AI Podcast Clipper

The AiPodcastClipper class is the main class that orchestrates the entire video processing workflow. It uses a Modal cls to define a containerized environment with the necessary dependencies and GPU resources.

@app.cls(gpu="L40S", timeout=9000, retries=0, scaledown_window=300, secrets=[modal.Secret.from_name("jif-backend"), modal.Secret.from_name("sarvam-ai"), modal.Secret.from_name("huggingface"), modal.Secret.from_name("openrouter-api-key")], volumes={mount_path: volume})
class AiPodcastClipper:
    # ... (class methods)

load_model

The load_model method is executed when the Modal class is initialized. It loads the WhisperX model for transcription, the diarization pipeline for speaker identification, and initializes the OpenRouter and Sarvam AI clients.

    @modal.enter()
    def load_model(self):
        # ... (implementation details)

manual_speaker_assignment

The manual_speaker_assignment method manually assigns speakers to word segments based on timestamp overlap with diarization segments. This is a fallback mechanism to improve speaker attribution.

    def manual_speaker_assignment(self, result, diarize_segments):
        """Manually assign speakers to word segments based on timestamp overlap"""
        # ... (implementation details)

transcribe_video_fast

The transcribe_video_fast method performs a fast transcription of a video, skipping diarization and alignment for speed.

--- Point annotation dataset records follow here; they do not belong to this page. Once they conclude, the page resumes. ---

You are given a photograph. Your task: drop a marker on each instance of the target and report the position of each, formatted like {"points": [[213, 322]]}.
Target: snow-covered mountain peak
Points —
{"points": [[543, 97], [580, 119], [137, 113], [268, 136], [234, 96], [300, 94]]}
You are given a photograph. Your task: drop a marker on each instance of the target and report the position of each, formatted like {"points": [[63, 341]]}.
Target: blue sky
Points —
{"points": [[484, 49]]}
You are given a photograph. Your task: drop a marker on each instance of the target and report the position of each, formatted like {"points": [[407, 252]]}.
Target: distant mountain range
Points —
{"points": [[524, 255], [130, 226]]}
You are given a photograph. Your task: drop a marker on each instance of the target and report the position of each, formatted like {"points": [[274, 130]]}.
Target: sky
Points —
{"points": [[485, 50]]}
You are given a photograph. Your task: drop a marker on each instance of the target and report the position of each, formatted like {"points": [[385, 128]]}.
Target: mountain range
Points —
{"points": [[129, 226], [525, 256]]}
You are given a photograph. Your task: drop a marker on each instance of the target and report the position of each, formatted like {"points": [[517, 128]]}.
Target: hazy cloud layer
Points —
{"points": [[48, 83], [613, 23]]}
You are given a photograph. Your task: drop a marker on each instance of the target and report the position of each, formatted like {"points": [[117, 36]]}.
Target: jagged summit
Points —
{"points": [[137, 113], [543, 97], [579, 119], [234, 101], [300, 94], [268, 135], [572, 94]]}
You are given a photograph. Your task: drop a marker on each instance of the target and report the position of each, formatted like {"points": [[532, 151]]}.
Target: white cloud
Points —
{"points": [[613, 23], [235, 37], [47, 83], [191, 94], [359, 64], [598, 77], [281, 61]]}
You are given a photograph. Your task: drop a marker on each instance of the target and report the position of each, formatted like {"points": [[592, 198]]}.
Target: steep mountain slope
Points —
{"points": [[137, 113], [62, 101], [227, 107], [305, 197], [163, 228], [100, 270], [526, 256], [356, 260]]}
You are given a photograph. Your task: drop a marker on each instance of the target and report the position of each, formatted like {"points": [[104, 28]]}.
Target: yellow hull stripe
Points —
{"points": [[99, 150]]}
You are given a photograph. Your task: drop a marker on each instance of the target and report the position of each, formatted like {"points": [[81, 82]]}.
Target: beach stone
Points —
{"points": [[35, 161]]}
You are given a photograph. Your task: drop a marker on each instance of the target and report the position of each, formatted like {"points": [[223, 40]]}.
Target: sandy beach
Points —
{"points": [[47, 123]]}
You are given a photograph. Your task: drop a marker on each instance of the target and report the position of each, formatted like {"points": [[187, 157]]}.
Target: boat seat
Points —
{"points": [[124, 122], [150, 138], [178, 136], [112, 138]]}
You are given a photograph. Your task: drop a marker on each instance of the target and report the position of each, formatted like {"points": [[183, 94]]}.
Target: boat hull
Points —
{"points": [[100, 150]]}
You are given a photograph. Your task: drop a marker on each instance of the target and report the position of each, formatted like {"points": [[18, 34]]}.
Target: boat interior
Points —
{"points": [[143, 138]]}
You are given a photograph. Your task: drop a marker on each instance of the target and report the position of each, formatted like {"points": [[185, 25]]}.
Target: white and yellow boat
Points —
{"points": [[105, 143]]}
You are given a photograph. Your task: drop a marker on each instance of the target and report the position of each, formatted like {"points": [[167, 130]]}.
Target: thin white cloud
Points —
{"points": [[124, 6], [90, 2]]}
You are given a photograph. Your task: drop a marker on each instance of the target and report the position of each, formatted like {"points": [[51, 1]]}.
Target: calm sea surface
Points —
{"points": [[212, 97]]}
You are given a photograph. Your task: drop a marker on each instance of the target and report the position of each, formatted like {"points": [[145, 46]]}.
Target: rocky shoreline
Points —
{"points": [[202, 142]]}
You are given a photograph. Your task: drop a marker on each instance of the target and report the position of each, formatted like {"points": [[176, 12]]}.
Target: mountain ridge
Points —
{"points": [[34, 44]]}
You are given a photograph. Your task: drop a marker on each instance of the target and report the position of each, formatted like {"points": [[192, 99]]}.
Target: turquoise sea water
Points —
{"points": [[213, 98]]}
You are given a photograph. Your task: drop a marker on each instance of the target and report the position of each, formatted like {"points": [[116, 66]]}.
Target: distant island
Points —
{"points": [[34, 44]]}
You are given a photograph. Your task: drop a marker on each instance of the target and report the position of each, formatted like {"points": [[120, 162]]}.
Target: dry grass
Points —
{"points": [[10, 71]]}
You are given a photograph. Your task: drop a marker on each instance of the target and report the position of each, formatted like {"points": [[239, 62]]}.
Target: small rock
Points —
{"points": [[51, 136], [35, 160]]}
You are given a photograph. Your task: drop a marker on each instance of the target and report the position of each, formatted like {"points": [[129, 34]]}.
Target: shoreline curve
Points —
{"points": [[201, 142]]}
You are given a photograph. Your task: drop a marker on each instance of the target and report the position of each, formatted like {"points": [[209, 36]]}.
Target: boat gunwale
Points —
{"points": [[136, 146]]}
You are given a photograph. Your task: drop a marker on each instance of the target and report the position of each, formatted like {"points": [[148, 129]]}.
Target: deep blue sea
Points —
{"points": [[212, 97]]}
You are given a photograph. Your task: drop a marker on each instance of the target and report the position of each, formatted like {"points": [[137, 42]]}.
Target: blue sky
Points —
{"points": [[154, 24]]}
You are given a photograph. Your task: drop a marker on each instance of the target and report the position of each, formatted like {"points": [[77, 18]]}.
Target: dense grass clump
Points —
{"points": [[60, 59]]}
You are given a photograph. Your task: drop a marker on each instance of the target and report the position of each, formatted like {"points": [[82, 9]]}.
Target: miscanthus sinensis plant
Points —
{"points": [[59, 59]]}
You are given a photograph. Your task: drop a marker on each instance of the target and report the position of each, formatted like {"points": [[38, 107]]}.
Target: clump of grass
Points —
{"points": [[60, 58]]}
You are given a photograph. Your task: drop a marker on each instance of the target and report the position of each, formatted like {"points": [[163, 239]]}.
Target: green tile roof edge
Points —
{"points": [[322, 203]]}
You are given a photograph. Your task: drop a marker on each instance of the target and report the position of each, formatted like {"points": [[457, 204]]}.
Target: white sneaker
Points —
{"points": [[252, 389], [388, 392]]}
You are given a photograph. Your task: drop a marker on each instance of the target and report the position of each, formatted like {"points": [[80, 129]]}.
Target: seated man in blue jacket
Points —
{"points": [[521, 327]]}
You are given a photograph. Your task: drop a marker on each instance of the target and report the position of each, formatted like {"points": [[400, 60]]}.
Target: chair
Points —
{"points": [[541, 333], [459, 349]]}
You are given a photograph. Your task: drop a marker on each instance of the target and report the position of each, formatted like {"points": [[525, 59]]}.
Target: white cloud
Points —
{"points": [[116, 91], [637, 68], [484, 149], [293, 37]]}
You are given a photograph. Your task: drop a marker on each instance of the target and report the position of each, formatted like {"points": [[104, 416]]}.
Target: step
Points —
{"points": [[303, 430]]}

This is used when only the transcript is needed to identify potential clips.

    def transcribe_video_fast(self, base_dir: str, video_path: str) -> tuple[str, object, str]:
        """Fast transcription for identify_clips - skips diarization and alignment"""
        # ... (implementation details)

transcribe_video

The transcribe_video method performs a full transcription of a video, including speaker diarization and alignment for accurate timing and speaker attribution.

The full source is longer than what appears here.